Lesione viene considerata come keyword ma compare su un’unica carta ed è stata nerfata nel recente hotfix. Meglio così, visto che è anche la più polarizzante: o si possiede una risposta valida o il nostro destino è segnato. Altra meccanica centrale, ma che per qualche motivo non ha una sua keyword al momento, è Trasforma, abilità che anche in questo caso compare in un ciclo, cioè una carta per fazione. Le unità con trasforma, come intuibile, cambiano da un round all’altro, diventando gradualmente più potenti e guadagnando effetti secondari. Una sorta di “veterano all’ennesima potenza”.

La parte migliore è che ognuna arriva accompagnata da tre illustrazioni differenti, una più bella dell’altra, e l’evoluzione delle carte racconta anche la storia dei personaggi che vi sono rappresentati. Un tocco di classe che raramente ho visto in un cardgame, nonché una sorpresa davvero gradita per chiunque apprezzi la lore o i libri di The Witcher. Anche nel resto del card pool di Master Mirror i richiami all’ambientazione o a certi avvenimenti sono onnipresenti e inseriti (a volte) non solo come flavour text, ma in modo elegante e legato al gameplay. Come già accennato, il livello delle illustrazioni è sempre meraviglioso: ormai oso addirittura dire che è superiore a MTG. Va anche ammesso che si parla di meno di 80 carte a fronte delle 200 e più di un set di Magic, ma tant’é: le immagini parlano da sole. Un po’ un peccato che la Caccia Selvaggia non abbia avuto una sua espansione a tema, ma del resto Gaunter aveva già rubato la scena agli elfi edgelords in The Witcher 3, quindi anche sotto questo punto di vista la cosa ha perfettamente senso. Dopo un lancio un po’ turbolento il meta sembrava essersi rapidamente stabilizzato a favore di Skellige, che poteva vantare un winrate vicino al 65% ai livelli più alti, ma fortunatamente gli sviluppatori sono intervenuti rapidamente e hanno spezzato il monopolio. Forse anche troppo brutalmente.

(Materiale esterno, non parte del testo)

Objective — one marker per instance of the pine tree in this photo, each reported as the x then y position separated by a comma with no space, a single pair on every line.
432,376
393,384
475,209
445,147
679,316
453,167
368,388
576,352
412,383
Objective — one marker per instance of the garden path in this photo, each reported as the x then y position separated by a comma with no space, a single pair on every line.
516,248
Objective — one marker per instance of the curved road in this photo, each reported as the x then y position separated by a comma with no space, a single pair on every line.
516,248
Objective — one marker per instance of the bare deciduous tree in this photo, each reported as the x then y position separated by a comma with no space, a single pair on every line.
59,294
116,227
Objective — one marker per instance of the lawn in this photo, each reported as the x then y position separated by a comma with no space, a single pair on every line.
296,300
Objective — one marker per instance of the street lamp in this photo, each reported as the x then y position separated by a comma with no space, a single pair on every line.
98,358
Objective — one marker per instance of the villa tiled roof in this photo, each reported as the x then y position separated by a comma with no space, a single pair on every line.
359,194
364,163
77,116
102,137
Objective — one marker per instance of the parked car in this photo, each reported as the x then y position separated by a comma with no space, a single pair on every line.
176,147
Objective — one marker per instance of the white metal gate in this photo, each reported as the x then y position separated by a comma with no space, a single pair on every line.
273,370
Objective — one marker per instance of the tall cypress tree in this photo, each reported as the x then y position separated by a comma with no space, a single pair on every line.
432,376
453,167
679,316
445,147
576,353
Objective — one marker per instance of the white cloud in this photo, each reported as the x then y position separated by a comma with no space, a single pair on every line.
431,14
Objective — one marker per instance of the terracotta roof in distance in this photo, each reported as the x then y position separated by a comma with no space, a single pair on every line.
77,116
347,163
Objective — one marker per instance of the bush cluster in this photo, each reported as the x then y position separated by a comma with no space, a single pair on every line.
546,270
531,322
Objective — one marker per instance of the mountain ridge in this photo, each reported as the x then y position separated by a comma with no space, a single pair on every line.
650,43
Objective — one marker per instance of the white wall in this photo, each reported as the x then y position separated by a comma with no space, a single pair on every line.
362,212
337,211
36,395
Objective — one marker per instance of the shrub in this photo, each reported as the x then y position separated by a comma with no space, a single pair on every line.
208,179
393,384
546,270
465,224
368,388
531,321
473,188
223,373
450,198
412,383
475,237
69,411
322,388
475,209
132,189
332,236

Master Mirror è un set in cui il “filler” è virtualmente assente e in cui anche le carte meno forti possono comunque dare spunti per il deckbuilding, in parte grazie a Devozione che premia l’assenza di carte neutrali nel mazzo. Devo rimarcare che anche in questo caso la percentuale di carte leggendarie si attesta sul 30% e questo sfiora il ridicolo. Ciò nonostante, GWENT rimane uno dei cardgame più fedeli al free to play disponibili sul mercato, nonché uno dei pochi in cui è possibile completare la propria collezione senza dover investire un solo euro. L’espansione è stata accompagnata da una corposa patch di rebalance e vari aggiustamenti che hanno (potenzialmente) ridato vita a molte vecchie carte che sembravano ormai destinate all’oblio. Ad agosto è atteso anche il nuovo mastery pass, che come il precedente offrirà una componente gratuita e una a pagamento, con un prezzo di circa 10 euro, ma entrambe daranno accesso ad un numero enorme di ricompense, sia a livello di gameplay che di cosmetici.

GWENT è un gioco che merita molta, molta più attenzione di quanta non abbia, soprattutto per chi ha già avuto esperienza con il mondo di The Witcher, ovvero oramai quasi tutti, ma anche per chi apprezza un buon gioco di carte. Ha sicuramente dei limiti, primo tra tutti una sorta di design “a tema” che si traduce spesso in archetipi guidati dalle scelte degli sviluppatori. Ma, come in tante cose nella vita, nel deckbuilding di Gwent il diavolo è nei dettagli: cambiare anche solo tre o quattro carte attorno ad un core centrale può portare a esperienze di gioco drasticamente diverse, inoltre per sua natura il gioco premia sempre abilità, conoscenza e adattamento. Riassunto finale: Master Mirror è una bomba, GWENT non è mai stato così divertente e con una lore così palpabile. Ora non ci resta che aspettare un rework dell’arena.